16 stars 6 forks source link

Is the itunesId column kept up to date? #35

Open ryan-lp opened 6 months ago

ryan-lp commented 6 months ago

One approach out there to abide by app/play store guidelines is to only list podcasts that are listed in Apple's directory and rely on the existing review process Apple already uses for podcasts it accepts into its directory, i.e. podcasts that have an iTunes ID. The Podcast Index DB provides an itunesId column which might be useful for this purpose.

However, if a podcast that was previously listed in Apple's directory is later found to be in violation of Apple's content guidelines and its iTunes ID is revoked, the Podcast Index DB itunesId column would be invalidated for this purpose unless it were also kept up to date.

This raises the question, is the itunesId column kept up to date?

daveajones commented 6 months ago

It is kept up to date through various methods, primarily Marco syncing with us. But also various cleanup scripts. It’s not perfect because Apple’s db isn’t perfect and things often disappear/reappear from AP or have multiple iTunes id’s pointing to the same feed, etc. it’s a mess.

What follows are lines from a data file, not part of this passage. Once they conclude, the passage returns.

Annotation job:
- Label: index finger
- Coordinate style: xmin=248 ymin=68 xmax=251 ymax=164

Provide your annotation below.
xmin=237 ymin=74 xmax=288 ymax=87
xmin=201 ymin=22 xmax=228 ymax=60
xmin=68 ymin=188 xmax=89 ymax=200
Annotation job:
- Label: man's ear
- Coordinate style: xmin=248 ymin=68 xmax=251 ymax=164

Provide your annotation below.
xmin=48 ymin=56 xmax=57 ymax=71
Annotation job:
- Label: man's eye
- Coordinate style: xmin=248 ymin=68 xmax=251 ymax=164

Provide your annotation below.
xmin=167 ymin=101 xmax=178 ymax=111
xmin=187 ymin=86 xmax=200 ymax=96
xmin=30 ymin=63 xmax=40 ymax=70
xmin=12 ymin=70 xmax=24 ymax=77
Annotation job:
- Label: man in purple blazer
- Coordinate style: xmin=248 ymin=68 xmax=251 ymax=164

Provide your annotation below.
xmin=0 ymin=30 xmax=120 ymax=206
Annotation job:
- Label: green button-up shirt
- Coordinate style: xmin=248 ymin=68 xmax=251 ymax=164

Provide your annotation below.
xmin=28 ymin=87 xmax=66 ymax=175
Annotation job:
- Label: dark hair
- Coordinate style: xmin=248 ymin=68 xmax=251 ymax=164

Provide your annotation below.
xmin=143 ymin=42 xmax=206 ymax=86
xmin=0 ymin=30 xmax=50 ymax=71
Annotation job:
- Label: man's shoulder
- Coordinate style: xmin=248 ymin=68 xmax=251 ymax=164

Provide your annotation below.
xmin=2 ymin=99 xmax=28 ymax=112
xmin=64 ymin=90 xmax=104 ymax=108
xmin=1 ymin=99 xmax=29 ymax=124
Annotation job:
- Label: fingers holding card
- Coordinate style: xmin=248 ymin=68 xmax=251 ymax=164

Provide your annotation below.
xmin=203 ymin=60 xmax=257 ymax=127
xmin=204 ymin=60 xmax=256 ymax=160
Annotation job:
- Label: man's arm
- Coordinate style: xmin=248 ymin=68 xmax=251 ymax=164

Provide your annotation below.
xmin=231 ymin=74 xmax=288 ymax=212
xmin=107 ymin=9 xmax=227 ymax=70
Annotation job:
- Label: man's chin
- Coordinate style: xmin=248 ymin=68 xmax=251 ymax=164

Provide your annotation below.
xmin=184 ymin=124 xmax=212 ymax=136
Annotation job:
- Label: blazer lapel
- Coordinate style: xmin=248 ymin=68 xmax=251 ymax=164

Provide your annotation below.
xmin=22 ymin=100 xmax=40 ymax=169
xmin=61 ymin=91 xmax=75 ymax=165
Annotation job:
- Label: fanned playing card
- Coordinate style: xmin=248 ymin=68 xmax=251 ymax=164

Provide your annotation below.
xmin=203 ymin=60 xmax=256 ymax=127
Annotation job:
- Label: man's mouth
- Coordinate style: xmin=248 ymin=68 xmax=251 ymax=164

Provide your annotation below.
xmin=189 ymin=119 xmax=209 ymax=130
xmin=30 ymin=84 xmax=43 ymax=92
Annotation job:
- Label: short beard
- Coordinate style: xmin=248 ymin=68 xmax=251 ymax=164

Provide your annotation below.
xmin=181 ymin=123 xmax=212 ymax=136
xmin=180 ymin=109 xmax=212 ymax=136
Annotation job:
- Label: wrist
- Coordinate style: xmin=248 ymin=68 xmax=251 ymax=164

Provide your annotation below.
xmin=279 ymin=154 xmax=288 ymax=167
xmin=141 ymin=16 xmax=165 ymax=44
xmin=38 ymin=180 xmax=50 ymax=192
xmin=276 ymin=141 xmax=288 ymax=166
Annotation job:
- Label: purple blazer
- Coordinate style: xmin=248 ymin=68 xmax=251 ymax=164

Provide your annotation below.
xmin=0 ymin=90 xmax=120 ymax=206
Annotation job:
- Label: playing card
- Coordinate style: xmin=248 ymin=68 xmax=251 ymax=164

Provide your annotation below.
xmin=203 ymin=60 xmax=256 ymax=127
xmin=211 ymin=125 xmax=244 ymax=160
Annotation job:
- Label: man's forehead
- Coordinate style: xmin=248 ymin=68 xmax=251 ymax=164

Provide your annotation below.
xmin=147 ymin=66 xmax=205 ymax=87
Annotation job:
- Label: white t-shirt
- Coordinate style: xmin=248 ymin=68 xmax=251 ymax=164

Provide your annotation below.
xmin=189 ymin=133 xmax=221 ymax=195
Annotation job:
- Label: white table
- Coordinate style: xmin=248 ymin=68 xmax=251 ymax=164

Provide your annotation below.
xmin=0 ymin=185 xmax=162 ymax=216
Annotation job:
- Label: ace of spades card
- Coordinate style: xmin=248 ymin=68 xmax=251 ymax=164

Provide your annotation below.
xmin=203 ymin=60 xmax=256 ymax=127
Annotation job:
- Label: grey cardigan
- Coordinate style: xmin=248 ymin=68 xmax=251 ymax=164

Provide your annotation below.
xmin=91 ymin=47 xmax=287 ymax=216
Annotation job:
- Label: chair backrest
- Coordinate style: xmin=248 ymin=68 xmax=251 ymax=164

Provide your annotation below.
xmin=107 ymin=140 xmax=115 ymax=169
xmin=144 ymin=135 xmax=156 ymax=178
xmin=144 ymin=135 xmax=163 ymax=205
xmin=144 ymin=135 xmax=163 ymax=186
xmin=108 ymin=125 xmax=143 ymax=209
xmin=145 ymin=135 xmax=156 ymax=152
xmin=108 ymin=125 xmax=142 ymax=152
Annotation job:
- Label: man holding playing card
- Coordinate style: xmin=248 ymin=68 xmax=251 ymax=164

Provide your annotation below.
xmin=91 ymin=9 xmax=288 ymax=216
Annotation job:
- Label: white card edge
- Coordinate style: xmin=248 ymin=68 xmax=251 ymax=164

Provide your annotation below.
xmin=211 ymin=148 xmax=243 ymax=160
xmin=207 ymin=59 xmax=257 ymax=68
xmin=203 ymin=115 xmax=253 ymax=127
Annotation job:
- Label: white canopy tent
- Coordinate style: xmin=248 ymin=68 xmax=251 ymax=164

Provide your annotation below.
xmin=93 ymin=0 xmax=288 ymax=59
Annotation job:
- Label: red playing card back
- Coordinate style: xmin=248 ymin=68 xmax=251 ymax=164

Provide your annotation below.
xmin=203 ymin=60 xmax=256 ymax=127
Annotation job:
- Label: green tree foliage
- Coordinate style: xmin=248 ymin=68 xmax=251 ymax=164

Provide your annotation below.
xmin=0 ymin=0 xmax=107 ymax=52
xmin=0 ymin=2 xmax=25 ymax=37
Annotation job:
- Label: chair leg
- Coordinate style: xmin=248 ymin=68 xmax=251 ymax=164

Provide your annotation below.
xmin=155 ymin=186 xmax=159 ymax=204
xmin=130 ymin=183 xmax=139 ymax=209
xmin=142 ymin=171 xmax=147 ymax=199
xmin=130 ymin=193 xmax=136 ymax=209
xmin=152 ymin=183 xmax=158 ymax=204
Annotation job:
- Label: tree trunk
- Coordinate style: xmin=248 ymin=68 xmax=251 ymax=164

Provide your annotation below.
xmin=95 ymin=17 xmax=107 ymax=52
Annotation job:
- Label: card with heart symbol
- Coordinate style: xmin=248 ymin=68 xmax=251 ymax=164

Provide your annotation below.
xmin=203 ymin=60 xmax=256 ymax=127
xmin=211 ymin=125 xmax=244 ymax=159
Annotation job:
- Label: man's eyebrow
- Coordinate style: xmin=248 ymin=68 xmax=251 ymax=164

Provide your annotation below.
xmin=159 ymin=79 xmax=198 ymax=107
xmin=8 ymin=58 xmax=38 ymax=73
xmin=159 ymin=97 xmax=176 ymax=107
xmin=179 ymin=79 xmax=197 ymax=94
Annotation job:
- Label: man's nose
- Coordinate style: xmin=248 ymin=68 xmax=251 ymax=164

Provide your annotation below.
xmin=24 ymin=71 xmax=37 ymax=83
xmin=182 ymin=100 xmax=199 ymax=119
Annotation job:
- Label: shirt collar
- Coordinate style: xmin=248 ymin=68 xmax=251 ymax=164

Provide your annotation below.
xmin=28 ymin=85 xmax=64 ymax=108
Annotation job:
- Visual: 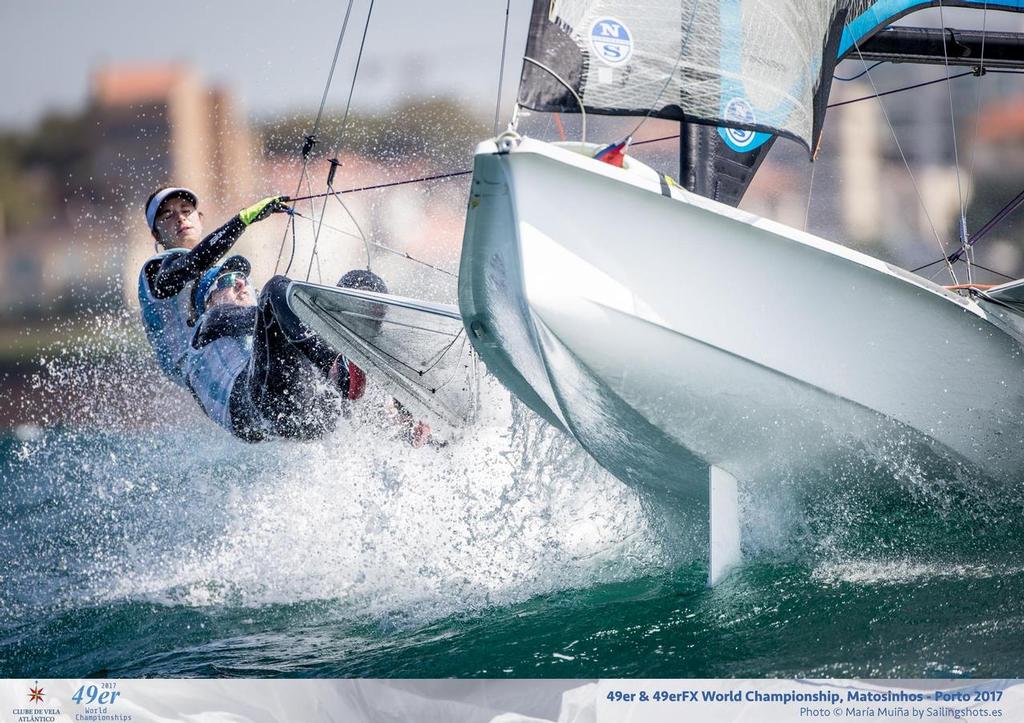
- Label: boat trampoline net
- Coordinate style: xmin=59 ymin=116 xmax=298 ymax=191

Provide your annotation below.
xmin=288 ymin=282 xmax=479 ymax=430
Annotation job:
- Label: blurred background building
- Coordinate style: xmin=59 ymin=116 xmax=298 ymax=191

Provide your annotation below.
xmin=2 ymin=2 xmax=1024 ymax=429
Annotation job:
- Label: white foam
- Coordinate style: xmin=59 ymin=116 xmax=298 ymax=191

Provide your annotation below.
xmin=811 ymin=559 xmax=1023 ymax=586
xmin=92 ymin=376 xmax=665 ymax=624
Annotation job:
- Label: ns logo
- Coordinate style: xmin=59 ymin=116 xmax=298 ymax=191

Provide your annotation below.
xmin=589 ymin=17 xmax=633 ymax=66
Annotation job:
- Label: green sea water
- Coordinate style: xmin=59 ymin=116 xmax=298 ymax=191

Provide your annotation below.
xmin=2 ymin=344 xmax=1023 ymax=678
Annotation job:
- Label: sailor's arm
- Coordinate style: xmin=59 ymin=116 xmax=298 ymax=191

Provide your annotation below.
xmin=152 ymin=196 xmax=289 ymax=299
xmin=152 ymin=215 xmax=247 ymax=299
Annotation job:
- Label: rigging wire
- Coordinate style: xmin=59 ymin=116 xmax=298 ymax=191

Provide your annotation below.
xmin=966 ymin=5 xmax=991 ymax=191
xmin=964 ymin=3 xmax=990 ymax=277
xmin=282 ymin=210 xmax=298 ymax=280
xmin=336 ymin=0 xmax=375 ymax=150
xmin=493 ymin=0 xmax=512 ymax=134
xmin=306 ymin=0 xmax=377 ymax=279
xmin=290 ymin=210 xmax=459 ymax=279
xmin=965 ymin=261 xmax=1015 ymax=281
xmin=626 ymin=1 xmax=700 ymax=140
xmin=954 ymin=186 xmax=1024 ymax=256
xmin=303 ymin=169 xmax=333 ymax=280
xmin=849 ymin=29 xmax=958 ymax=285
xmin=938 ymin=1 xmax=971 ymax=283
xmin=912 ymin=254 xmax=1015 ymax=282
xmin=833 ymin=60 xmax=886 ymax=81
xmin=297 ymin=169 xmax=322 ymax=278
xmin=914 ymin=183 xmax=1024 ymax=273
xmin=330 ymin=183 xmax=373 ymax=267
xmin=827 ymin=70 xmax=974 ymax=109
xmin=274 ymin=0 xmax=356 ymax=276
xmin=803 ymin=145 xmax=818 ymax=232
xmin=313 ymin=1 xmax=355 ymax=142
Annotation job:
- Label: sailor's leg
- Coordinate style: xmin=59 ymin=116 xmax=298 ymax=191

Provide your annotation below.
xmin=248 ymin=277 xmax=340 ymax=438
xmin=259 ymin=275 xmax=338 ymax=376
xmin=260 ymin=275 xmax=362 ymax=398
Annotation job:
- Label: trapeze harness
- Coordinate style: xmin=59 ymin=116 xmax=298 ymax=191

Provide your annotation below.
xmin=137 ymin=216 xmax=250 ymax=386
xmin=137 ymin=248 xmax=193 ymax=387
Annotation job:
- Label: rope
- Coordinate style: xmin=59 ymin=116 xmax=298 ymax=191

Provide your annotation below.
xmin=827 ymin=71 xmax=973 ymax=109
xmin=833 ymin=60 xmax=886 ymax=81
xmin=274 ymin=0 xmax=355 ymax=275
xmin=283 ymin=168 xmax=321 ymax=276
xmin=945 ymin=283 xmax=996 ymax=291
xmin=523 ymin=57 xmax=587 ymax=142
xmin=494 ymin=0 xmax=512 ymax=135
xmin=849 ymin=29 xmax=958 ymax=285
xmin=285 ymin=169 xmax=472 ymax=203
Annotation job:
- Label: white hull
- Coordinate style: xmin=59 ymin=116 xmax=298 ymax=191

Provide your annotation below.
xmin=459 ymin=136 xmax=1024 ymax=492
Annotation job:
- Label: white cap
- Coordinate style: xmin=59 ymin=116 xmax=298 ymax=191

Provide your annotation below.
xmin=145 ymin=187 xmax=198 ymax=231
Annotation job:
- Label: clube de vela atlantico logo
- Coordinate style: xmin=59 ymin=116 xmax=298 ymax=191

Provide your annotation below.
xmin=9 ymin=681 xmax=61 ymax=723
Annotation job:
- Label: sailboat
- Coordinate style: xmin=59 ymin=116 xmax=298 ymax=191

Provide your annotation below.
xmin=288 ymin=0 xmax=1024 ymax=584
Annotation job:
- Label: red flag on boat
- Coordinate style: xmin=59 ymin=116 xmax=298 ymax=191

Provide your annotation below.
xmin=594 ymin=136 xmax=632 ymax=168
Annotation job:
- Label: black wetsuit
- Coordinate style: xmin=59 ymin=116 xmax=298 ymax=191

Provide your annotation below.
xmin=138 ymin=216 xmax=249 ymax=386
xmin=188 ymin=275 xmax=359 ymax=442
xmin=143 ymin=216 xmax=248 ymax=301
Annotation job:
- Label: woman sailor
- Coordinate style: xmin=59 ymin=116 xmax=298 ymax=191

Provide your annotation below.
xmin=184 ymin=258 xmax=369 ymax=441
xmin=136 ymin=187 xmax=288 ymax=386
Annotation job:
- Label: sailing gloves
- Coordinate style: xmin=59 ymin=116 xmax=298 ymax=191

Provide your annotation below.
xmin=239 ymin=195 xmax=290 ymax=226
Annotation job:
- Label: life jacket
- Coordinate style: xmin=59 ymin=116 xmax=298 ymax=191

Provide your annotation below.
xmin=184 ymin=328 xmax=253 ymax=434
xmin=137 ymin=249 xmax=193 ymax=386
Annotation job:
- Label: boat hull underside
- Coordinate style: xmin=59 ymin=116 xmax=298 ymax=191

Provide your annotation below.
xmin=459 ymin=141 xmax=1024 ymax=491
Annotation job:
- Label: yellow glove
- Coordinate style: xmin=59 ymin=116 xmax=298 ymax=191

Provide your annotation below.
xmin=239 ymin=195 xmax=290 ymax=226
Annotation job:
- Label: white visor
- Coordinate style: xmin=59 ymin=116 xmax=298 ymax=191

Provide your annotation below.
xmin=146 ymin=187 xmax=198 ymax=231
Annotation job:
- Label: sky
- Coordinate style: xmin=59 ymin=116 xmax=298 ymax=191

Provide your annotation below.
xmin=0 ymin=0 xmax=533 ymax=129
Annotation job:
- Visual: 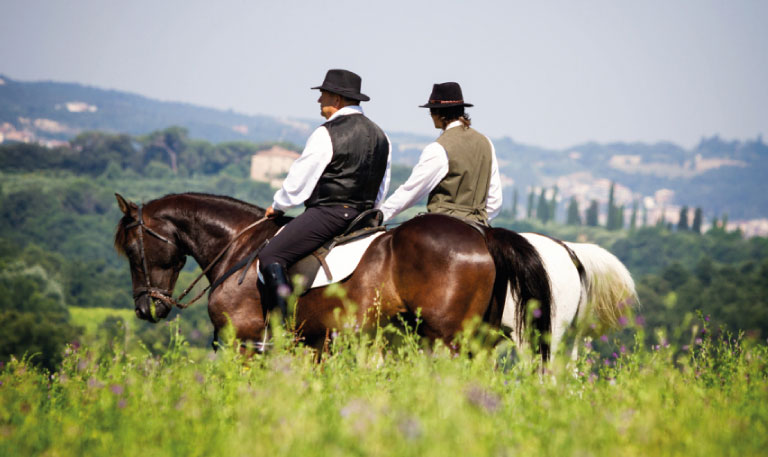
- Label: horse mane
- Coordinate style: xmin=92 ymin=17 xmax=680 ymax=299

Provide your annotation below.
xmin=114 ymin=192 xmax=266 ymax=257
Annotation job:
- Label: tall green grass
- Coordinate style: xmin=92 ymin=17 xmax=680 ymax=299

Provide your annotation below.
xmin=1 ymin=316 xmax=767 ymax=457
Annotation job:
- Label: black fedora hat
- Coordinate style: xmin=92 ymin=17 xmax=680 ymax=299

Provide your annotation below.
xmin=311 ymin=69 xmax=370 ymax=102
xmin=419 ymin=82 xmax=473 ymax=109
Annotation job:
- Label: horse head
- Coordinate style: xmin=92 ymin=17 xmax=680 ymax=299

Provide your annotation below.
xmin=114 ymin=193 xmax=186 ymax=323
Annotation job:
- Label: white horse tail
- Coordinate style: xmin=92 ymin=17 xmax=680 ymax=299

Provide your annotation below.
xmin=565 ymin=242 xmax=638 ymax=329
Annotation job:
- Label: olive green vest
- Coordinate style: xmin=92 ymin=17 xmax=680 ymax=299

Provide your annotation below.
xmin=427 ymin=126 xmax=493 ymax=224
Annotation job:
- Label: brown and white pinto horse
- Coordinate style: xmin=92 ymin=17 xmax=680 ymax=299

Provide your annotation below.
xmin=114 ymin=192 xmax=636 ymax=359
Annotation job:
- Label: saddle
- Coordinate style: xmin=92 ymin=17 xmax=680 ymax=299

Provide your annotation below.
xmin=288 ymin=209 xmax=386 ymax=293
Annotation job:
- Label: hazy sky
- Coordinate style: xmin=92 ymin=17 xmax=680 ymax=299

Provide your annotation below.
xmin=2 ymin=0 xmax=766 ymax=149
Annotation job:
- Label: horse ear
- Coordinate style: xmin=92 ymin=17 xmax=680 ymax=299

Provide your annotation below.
xmin=115 ymin=193 xmax=136 ymax=215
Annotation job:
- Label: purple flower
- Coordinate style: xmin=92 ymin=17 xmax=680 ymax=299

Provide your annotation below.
xmin=705 ymin=315 xmax=710 ymax=322
xmin=584 ymin=341 xmax=593 ymax=350
xmin=612 ymin=352 xmax=619 ymax=359
xmin=695 ymin=338 xmax=703 ymax=345
xmin=682 ymin=345 xmax=690 ymax=351
xmin=618 ymin=316 xmax=628 ymax=327
xmin=465 ymin=385 xmax=501 ymax=413
xmin=118 ymin=399 xmax=126 ymax=409
xmin=620 ymin=345 xmax=627 ymax=354
xmin=277 ymin=284 xmax=291 ymax=297
xmin=600 ymin=335 xmax=609 ymax=343
xmin=701 ymin=328 xmax=707 ymax=334
xmin=110 ymin=384 xmax=124 ymax=395
xmin=0 ymin=361 xmax=4 ymax=369
xmin=635 ymin=316 xmax=646 ymax=327
xmin=532 ymin=308 xmax=542 ymax=319
xmin=604 ymin=359 xmax=610 ymax=366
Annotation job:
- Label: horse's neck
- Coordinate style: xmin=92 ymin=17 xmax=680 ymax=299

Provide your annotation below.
xmin=165 ymin=199 xmax=258 ymax=277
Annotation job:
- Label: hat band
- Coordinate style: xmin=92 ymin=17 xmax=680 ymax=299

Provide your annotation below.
xmin=429 ymin=99 xmax=464 ymax=104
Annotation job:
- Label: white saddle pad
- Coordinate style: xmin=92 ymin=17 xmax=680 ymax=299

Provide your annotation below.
xmin=309 ymin=231 xmax=386 ymax=289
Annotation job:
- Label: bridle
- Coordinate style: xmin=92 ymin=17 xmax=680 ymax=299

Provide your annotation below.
xmin=125 ymin=204 xmax=269 ymax=313
xmin=124 ymin=205 xmax=181 ymax=309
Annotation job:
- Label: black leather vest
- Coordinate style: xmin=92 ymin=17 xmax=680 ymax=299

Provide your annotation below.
xmin=305 ymin=113 xmax=389 ymax=210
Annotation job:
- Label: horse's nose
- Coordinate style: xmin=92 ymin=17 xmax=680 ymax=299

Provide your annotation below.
xmin=135 ymin=296 xmax=154 ymax=322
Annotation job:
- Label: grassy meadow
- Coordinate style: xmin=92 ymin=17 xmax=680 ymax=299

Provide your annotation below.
xmin=1 ymin=314 xmax=767 ymax=457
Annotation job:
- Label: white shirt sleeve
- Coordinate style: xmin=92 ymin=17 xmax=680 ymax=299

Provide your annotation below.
xmin=379 ymin=142 xmax=449 ymax=222
xmin=486 ymin=136 xmax=503 ymax=221
xmin=271 ymin=126 xmax=333 ymax=211
xmin=374 ymin=134 xmax=393 ymax=207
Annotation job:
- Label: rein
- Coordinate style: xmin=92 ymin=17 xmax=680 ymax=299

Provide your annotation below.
xmin=127 ymin=204 xmax=269 ymax=310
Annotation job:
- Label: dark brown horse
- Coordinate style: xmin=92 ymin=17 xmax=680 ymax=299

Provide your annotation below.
xmin=114 ymin=192 xmax=636 ymax=358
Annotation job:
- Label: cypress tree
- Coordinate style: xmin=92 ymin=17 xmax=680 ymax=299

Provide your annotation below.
xmin=692 ymin=207 xmax=703 ymax=233
xmin=550 ymin=186 xmax=559 ymax=222
xmin=606 ymin=181 xmax=616 ymax=229
xmin=586 ymin=200 xmax=599 ymax=227
xmin=566 ymin=196 xmax=581 ymax=225
xmin=537 ymin=188 xmax=549 ymax=223
xmin=629 ymin=200 xmax=638 ymax=230
xmin=677 ymin=206 xmax=689 ymax=231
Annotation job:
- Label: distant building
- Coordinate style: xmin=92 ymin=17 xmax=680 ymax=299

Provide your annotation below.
xmin=250 ymin=146 xmax=300 ymax=188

ryan-lp commented 6 months ago

Thanks, would it be worthwhile making a page somewhere which goes through each column in the schema and explains what it is and any related facts, such as in this case, that it is kept up to date?

In this particular case, and unfortunately I can't remember which record it was now, but I thought I noticed some records where the podcast was no longer in Apple's index but the itunesId column was still set. I'll see if I can find it in my command history.

ryan-lp commented 6 months ago

Here it is:

sqlite> select id, itunesId, url from podcasts where id = 311875;
311875|355514361|https://www.tct.tv/podcasts/fih.php

The feed URL is a PHP script that may have worked in the past since it looks like valid PHP code for generating an RSS feed, however the server is now misconfigured and a GET request just returns the PHP script code itself. Your crawler also seems to use an extremely forgiving parser in that it still picks up all of the XML start/end tags within the PHP script, and ends up capturing the language element value as '. $lang.

However, when I query the iTunes API with the itunesId 355514361, I get an empty result which suggests it Apple might have removed it.

It is kept up to date through various methods, primarily Marco syncing with us.

If the syncing is initiated from Marco's end for each record that he has, then I guess that he just doesn't have a record for 355514361 while you do, and that syncing process leaves 355514361 eternally untouched?